WASHINGTON – President Joe Biden invoked the Defense Production Act on Wednesday to accelerate production of infant formula and authorized flights to import supplies from abroad, as they were forced to stay domestic due to the safety-related shutdown of the nation’s largest formula manufacturing. The shortage is facing increasing political pressure. plant.
The Defense Production Act mandates that suppliers of formula manufacturers fulfill orders from those companies before other customers in an effort to eliminate production bottlenecks. Biden is authorizing the Defense Department to use commercial aircraft that meet federal standards in the US from overseas, in what the White House is calling the “Operation Fly Formula.”
The supply of baby formula across the country has been severely cut in recent weeks after being recalled by Abbott Nutrition in February, due to ongoing supply chain disruptions among formula makers, leaving fewer options on store shelves and increasingly Concerned parents are struggling to find nutrition for their children.
The announcement comes two days after the Food and Drug Administration announced it was streamlining its review process to make it easier for foreign manufacturers to start shipping more formula to the US.
In a letter to the Department of Health and Human Services and the Department of Agriculture on Wednesday, Biden directed agencies to work with the Pentagon to identify overseas supplies of formula that meet US standards next week, to help Chartered Defense To make the flights of the department faster. fly it to usa
“The import of baby formula will serve as a bridge to this ramped-up production,” Biden wrote.
Regulators said Monday they have reached an agreement to allow Abbott Nutrition to restart the nation’s largest formula plant, the Sturgis, Michigan, plant, which has been closed since February because of contamination. The company should make changes to its safety protocols and procedures before resuming production.
After getting the OK from the FDA, Abbott said it would take eight to ten weeks for the new products to arrive in stores.

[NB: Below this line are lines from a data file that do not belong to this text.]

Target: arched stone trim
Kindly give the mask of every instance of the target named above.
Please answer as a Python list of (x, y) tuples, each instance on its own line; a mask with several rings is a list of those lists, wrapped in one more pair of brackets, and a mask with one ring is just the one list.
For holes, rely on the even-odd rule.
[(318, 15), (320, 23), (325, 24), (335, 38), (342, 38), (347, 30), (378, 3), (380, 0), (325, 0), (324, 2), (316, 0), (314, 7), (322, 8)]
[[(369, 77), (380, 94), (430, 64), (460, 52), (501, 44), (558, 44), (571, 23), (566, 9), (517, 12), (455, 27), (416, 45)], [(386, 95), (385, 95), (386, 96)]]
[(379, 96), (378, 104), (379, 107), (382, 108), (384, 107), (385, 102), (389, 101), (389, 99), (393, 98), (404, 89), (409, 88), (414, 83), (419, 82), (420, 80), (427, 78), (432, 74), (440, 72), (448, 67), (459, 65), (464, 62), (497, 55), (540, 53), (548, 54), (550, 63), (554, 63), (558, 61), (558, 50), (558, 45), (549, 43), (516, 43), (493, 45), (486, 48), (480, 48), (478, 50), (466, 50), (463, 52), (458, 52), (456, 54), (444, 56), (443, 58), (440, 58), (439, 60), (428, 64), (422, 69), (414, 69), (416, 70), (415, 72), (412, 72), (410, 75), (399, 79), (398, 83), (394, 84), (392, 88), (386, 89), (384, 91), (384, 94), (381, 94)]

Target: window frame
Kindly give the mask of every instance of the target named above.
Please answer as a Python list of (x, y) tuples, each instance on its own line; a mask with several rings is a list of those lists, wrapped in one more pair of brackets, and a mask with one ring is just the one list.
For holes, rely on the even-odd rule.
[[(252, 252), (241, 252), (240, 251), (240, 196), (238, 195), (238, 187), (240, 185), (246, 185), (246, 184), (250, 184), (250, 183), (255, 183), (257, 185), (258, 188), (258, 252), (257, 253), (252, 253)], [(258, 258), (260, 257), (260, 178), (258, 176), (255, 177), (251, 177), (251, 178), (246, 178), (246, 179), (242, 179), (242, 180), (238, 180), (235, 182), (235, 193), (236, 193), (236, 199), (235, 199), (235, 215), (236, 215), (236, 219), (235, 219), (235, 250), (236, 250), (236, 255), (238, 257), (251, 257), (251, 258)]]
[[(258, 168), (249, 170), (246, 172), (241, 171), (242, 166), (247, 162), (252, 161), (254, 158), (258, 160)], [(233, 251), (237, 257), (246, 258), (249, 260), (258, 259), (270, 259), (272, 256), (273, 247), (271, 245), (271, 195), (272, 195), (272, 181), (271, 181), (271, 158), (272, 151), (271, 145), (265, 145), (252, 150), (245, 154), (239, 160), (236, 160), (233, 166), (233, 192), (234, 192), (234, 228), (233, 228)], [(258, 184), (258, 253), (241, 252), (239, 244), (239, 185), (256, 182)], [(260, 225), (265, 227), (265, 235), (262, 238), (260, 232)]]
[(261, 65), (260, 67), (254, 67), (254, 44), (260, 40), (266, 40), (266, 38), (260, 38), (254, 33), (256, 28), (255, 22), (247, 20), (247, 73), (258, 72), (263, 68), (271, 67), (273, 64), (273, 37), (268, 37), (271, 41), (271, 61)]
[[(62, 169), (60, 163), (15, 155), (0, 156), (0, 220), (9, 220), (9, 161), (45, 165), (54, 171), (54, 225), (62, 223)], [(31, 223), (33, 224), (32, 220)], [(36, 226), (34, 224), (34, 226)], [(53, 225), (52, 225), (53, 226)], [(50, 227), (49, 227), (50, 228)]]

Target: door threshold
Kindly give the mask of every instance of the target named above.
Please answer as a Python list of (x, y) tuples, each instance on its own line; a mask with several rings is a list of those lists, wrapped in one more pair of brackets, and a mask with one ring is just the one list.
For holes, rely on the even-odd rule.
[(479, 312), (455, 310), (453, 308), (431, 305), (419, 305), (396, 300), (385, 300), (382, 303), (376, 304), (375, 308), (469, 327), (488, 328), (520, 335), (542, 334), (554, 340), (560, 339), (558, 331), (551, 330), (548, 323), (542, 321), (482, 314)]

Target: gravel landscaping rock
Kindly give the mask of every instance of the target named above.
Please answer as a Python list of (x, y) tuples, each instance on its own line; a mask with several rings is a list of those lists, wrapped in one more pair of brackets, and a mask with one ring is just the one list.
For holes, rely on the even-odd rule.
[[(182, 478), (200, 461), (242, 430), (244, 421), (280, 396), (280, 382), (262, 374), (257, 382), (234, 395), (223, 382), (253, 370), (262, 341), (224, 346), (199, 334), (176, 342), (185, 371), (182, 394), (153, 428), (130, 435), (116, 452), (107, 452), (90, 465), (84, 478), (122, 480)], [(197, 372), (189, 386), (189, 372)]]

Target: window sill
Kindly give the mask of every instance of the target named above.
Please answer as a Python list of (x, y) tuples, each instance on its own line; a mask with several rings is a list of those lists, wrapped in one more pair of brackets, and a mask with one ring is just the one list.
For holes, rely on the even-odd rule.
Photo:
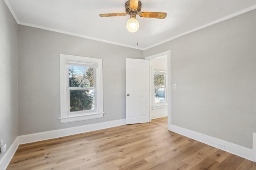
[(86, 115), (75, 115), (67, 117), (60, 117), (61, 123), (73, 122), (82, 120), (89, 120), (103, 117), (105, 112), (96, 112)]
[(168, 105), (165, 104), (163, 105), (155, 106), (152, 106), (152, 109), (154, 110), (155, 109), (163, 109), (164, 108), (167, 108)]

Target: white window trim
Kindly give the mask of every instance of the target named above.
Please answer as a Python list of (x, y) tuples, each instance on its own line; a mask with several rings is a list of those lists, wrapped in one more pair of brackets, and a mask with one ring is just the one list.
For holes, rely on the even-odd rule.
[(154, 99), (155, 98), (155, 93), (154, 92), (152, 93), (152, 109), (165, 108), (165, 107), (166, 107), (168, 106), (167, 101), (168, 100), (168, 99), (167, 99), (167, 94), (168, 94), (167, 89), (168, 89), (168, 84), (167, 84), (167, 76), (168, 74), (167, 70), (163, 70), (162, 68), (152, 66), (152, 87), (153, 87), (152, 90), (153, 90), (153, 92), (154, 92), (154, 90), (155, 90), (154, 75), (155, 70), (158, 71), (157, 72), (158, 72), (159, 73), (161, 73), (162, 72), (163, 74), (166, 74), (166, 76), (165, 76), (165, 79), (164, 79), (164, 81), (165, 82), (165, 84), (166, 84), (166, 86), (165, 86), (166, 87), (165, 88), (166, 88), (165, 96), (166, 98), (166, 101), (164, 102), (160, 102), (158, 103), (155, 103), (154, 100)]
[[(67, 62), (83, 62), (97, 64), (97, 71), (96, 74), (96, 96), (95, 96), (97, 108), (94, 111), (79, 115), (68, 115), (68, 81), (67, 76)], [(84, 57), (64, 54), (60, 55), (60, 123), (65, 123), (102, 117), (103, 112), (103, 91), (102, 76), (102, 60)]]

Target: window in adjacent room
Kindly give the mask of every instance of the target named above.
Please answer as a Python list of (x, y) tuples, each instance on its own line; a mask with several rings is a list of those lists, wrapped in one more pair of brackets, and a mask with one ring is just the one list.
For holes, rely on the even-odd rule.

The company did not set any deadline for the resumption of manufacturing.
Abbott’s voluntary recall was triggered by four illnesses in children who consumed powdered formula from its plant. All four infants were hospitalized with a rare type of bacterial infection and two died.
After six weeks of oversight, FDA investigators published a list of problems in March, including lax safety and hygiene standards and a history of bacterial contamination in several parts of the plant. Under Monday’s agreement, Abbott must regularly consult with an outside security specialist to restart and maintain production.

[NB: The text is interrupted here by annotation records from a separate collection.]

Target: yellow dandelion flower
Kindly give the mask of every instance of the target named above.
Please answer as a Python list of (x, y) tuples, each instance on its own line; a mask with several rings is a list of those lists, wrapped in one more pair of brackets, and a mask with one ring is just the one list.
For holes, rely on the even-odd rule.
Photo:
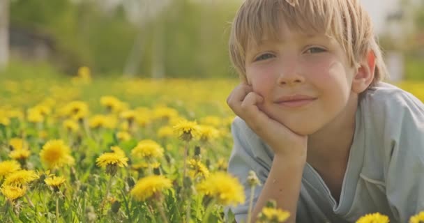
[(63, 128), (68, 132), (76, 132), (80, 130), (78, 123), (72, 119), (67, 119), (63, 121)]
[(0, 176), (4, 176), (21, 169), (21, 166), (16, 160), (6, 160), (0, 162)]
[(50, 113), (52, 113), (52, 109), (49, 107), (43, 105), (36, 105), (32, 107), (31, 109), (33, 109), (34, 111), (40, 113), (43, 116), (48, 116), (49, 114), (50, 114)]
[(75, 162), (70, 155), (70, 148), (61, 139), (48, 141), (40, 152), (43, 163), (49, 169), (60, 167), (65, 164), (72, 165)]
[(131, 134), (128, 132), (119, 132), (116, 133), (116, 138), (119, 141), (128, 141), (131, 139)]
[(178, 111), (167, 107), (158, 107), (153, 111), (153, 119), (171, 119), (171, 118), (178, 116)]
[(171, 126), (163, 126), (158, 130), (158, 137), (167, 138), (174, 137), (174, 128)]
[(0, 124), (8, 126), (10, 125), (10, 119), (8, 117), (1, 117), (0, 116)]
[(411, 218), (409, 218), (409, 223), (421, 222), (424, 222), (424, 211), (421, 211), (414, 216), (411, 216)]
[(0, 191), (1, 191), (1, 194), (3, 194), (3, 195), (9, 201), (13, 201), (25, 195), (26, 187), (3, 185), (1, 186)]
[(219, 158), (216, 162), (216, 167), (218, 170), (226, 171), (227, 169), (228, 168), (228, 162), (227, 162), (227, 160), (222, 157)]
[(199, 138), (202, 141), (208, 142), (220, 136), (218, 130), (212, 126), (199, 125)]
[(219, 204), (236, 206), (245, 201), (243, 185), (238, 180), (226, 172), (211, 174), (197, 184), (197, 191), (213, 197)]
[(24, 186), (38, 178), (38, 175), (33, 170), (20, 169), (6, 176), (3, 183), (7, 185)]
[(361, 217), (356, 223), (388, 223), (388, 217), (379, 213), (368, 214)]
[(144, 139), (132, 148), (131, 155), (146, 159), (160, 158), (163, 156), (163, 148), (153, 140)]
[(174, 126), (179, 137), (184, 141), (190, 141), (199, 135), (199, 125), (195, 121), (182, 121)]
[(111, 146), (110, 149), (115, 153), (122, 154), (125, 156), (125, 152), (119, 146)]
[(24, 113), (22, 112), (22, 111), (10, 110), (8, 114), (8, 116), (10, 118), (16, 118), (19, 119), (20, 121), (22, 121), (22, 120), (24, 120), (24, 117), (25, 116), (24, 115)]
[(161, 175), (152, 175), (139, 180), (130, 193), (135, 199), (145, 201), (155, 193), (161, 192), (172, 187), (171, 180)]
[(159, 162), (141, 162), (137, 164), (134, 164), (131, 165), (131, 169), (134, 170), (138, 170), (139, 169), (145, 169), (145, 168), (158, 168), (160, 167), (160, 163)]
[(127, 161), (128, 158), (121, 153), (105, 153), (96, 160), (97, 166), (100, 167), (106, 167), (108, 165), (123, 167), (127, 166)]
[(26, 118), (29, 122), (34, 123), (39, 123), (44, 121), (44, 116), (39, 111), (31, 109), (28, 110)]
[(40, 139), (45, 139), (49, 136), (49, 133), (45, 130), (40, 130), (38, 132), (38, 137)]
[(44, 180), (44, 182), (47, 185), (53, 187), (55, 190), (58, 190), (59, 187), (65, 183), (65, 178), (63, 176), (51, 176)]
[(61, 114), (64, 116), (73, 117), (75, 120), (86, 118), (89, 114), (87, 103), (75, 100), (65, 105), (61, 110)]
[(290, 213), (288, 211), (268, 207), (264, 207), (262, 209), (262, 214), (266, 219), (266, 220), (260, 222), (269, 222), (273, 221), (277, 222), (284, 222), (289, 218), (289, 217), (290, 217)]
[(424, 222), (424, 211), (421, 211), (414, 216), (411, 216), (411, 218), (409, 219), (409, 223), (421, 222)]
[(121, 112), (121, 118), (128, 121), (133, 121), (137, 116), (137, 112), (134, 110), (127, 110)]
[(118, 153), (105, 153), (96, 160), (97, 166), (106, 167), (106, 174), (114, 176), (118, 171), (118, 167), (123, 167), (128, 165), (128, 158), (125, 156), (123, 151)]
[(12, 138), (9, 139), (9, 145), (13, 147), (13, 150), (28, 148), (28, 144), (20, 138)]
[(152, 118), (150, 113), (137, 113), (135, 116), (135, 122), (142, 127), (149, 125), (151, 121)]
[(92, 128), (106, 128), (112, 129), (116, 126), (116, 119), (113, 116), (98, 114), (90, 118), (89, 125)]
[(13, 160), (25, 160), (31, 155), (28, 149), (20, 149), (9, 153), (9, 157)]
[(121, 111), (124, 105), (119, 99), (114, 96), (103, 96), (100, 98), (100, 105), (112, 112)]

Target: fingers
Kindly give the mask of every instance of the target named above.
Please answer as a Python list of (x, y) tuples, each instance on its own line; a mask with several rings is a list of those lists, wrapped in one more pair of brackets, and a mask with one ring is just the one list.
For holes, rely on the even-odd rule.
[(250, 86), (241, 84), (234, 89), (227, 99), (229, 107), (243, 119), (257, 116), (257, 112), (259, 112), (257, 105), (264, 101), (264, 98), (252, 90)]

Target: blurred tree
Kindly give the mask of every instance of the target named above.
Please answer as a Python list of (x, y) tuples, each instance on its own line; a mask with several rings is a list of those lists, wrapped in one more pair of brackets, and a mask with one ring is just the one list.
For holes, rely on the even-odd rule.
[(9, 60), (9, 0), (0, 1), (0, 70)]
[(231, 72), (229, 22), (238, 2), (14, 0), (10, 22), (50, 36), (68, 73), (211, 77)]

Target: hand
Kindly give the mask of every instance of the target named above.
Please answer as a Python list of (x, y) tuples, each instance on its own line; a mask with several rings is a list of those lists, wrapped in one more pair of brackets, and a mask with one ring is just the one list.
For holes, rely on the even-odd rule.
[(264, 98), (244, 83), (237, 86), (227, 99), (229, 107), (273, 148), (275, 155), (305, 160), (308, 136), (297, 134), (270, 118), (260, 109), (263, 102)]

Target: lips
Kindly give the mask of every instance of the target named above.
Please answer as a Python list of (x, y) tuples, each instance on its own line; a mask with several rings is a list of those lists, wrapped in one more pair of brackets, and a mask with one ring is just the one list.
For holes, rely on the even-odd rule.
[(308, 105), (316, 99), (305, 95), (290, 95), (280, 97), (275, 102), (286, 107), (295, 107)]

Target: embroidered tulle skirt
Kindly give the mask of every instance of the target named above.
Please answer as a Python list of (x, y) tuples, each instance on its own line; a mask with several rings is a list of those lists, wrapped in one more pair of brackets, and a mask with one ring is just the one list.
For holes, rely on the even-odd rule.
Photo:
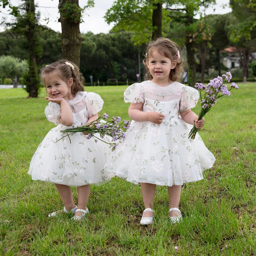
[(198, 134), (188, 139), (192, 127), (178, 117), (160, 125), (133, 121), (104, 170), (135, 184), (172, 186), (202, 180), (215, 159)]
[[(28, 173), (39, 180), (69, 186), (99, 185), (114, 175), (103, 168), (111, 152), (108, 144), (80, 133), (61, 138), (58, 126), (52, 129), (40, 143), (30, 163)], [(106, 139), (108, 139), (106, 138)]]

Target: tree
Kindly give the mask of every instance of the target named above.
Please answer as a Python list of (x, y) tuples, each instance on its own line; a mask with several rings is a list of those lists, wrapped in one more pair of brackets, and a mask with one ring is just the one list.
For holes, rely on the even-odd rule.
[[(188, 64), (188, 85), (191, 86), (193, 86), (196, 82), (194, 41), (197, 27), (194, 17), (199, 12), (201, 6), (206, 8), (215, 2), (215, 0), (179, 0), (175, 3), (170, 1), (166, 3), (166, 9), (169, 11), (169, 15), (172, 20), (181, 26), (184, 30), (185, 44)], [(177, 5), (173, 6), (174, 3)]]
[(23, 33), (27, 39), (29, 71), (26, 89), (29, 97), (37, 97), (40, 80), (37, 60), (40, 54), (40, 49), (36, 31), (39, 15), (35, 13), (34, 0), (24, 0), (23, 4), (18, 7), (12, 5), (9, 0), (1, 0), (1, 3), (4, 8), (7, 5), (9, 6), (11, 10), (10, 14), (16, 18), (15, 23), (16, 29), (20, 30), (20, 32)]
[(210, 42), (216, 51), (218, 74), (221, 76), (221, 58), (220, 52), (227, 47), (229, 43), (226, 27), (228, 16), (226, 14), (211, 15), (206, 16), (213, 29)]
[(256, 4), (251, 0), (230, 0), (232, 9), (230, 39), (238, 49), (244, 82), (248, 77), (249, 57), (256, 42)]
[(132, 35), (125, 31), (82, 35), (80, 69), (87, 81), (90, 75), (105, 82), (108, 78), (135, 80), (138, 52)]
[(79, 25), (83, 22), (83, 12), (86, 8), (94, 6), (94, 2), (89, 0), (87, 5), (81, 8), (78, 0), (59, 0), (59, 19), (61, 23), (62, 57), (78, 66), (80, 63), (81, 37)]
[(12, 56), (0, 57), (1, 78), (11, 78), (14, 88), (17, 88), (19, 80), (28, 70), (27, 63), (25, 60)]
[(108, 10), (104, 18), (109, 24), (114, 22), (113, 32), (123, 30), (132, 32), (133, 33), (132, 40), (135, 45), (141, 45), (151, 39), (162, 36), (162, 20), (168, 19), (166, 15), (162, 15), (164, 2), (116, 0)]

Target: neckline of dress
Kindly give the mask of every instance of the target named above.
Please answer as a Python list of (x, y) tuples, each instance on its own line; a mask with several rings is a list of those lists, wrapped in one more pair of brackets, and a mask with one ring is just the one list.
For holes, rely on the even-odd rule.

Chicago-based Abbott stresses that its products have not been directly linked to bacterial infections in children. The bacterial samples found in its plant did not match the strains collected by federal investigators from two children.
But FDA officials pushed back on that argument on a call with reporters on Monday — the first time publicly addressing the company’s argument. FDA staff noted that they were unable to collect bacterial strains from two out of four patients, limiting their chances of finding a match.
“From the beginning we were limited in our ability to determine with a causal link whether a product was linked to these four cases because we only had two sequences,” said FDA food director Susan Mayne.
According to former FDA officials, it will take time to fix the breaches uncovered at Abbott’s plant. Companies are required to thoroughly sanitize the facility and equipment, re-train employees, repeatedly test and document that there is no contamination.
As part of the FDA’s new import policy, regulators said companies would be required to provide documentation of their factory inspections.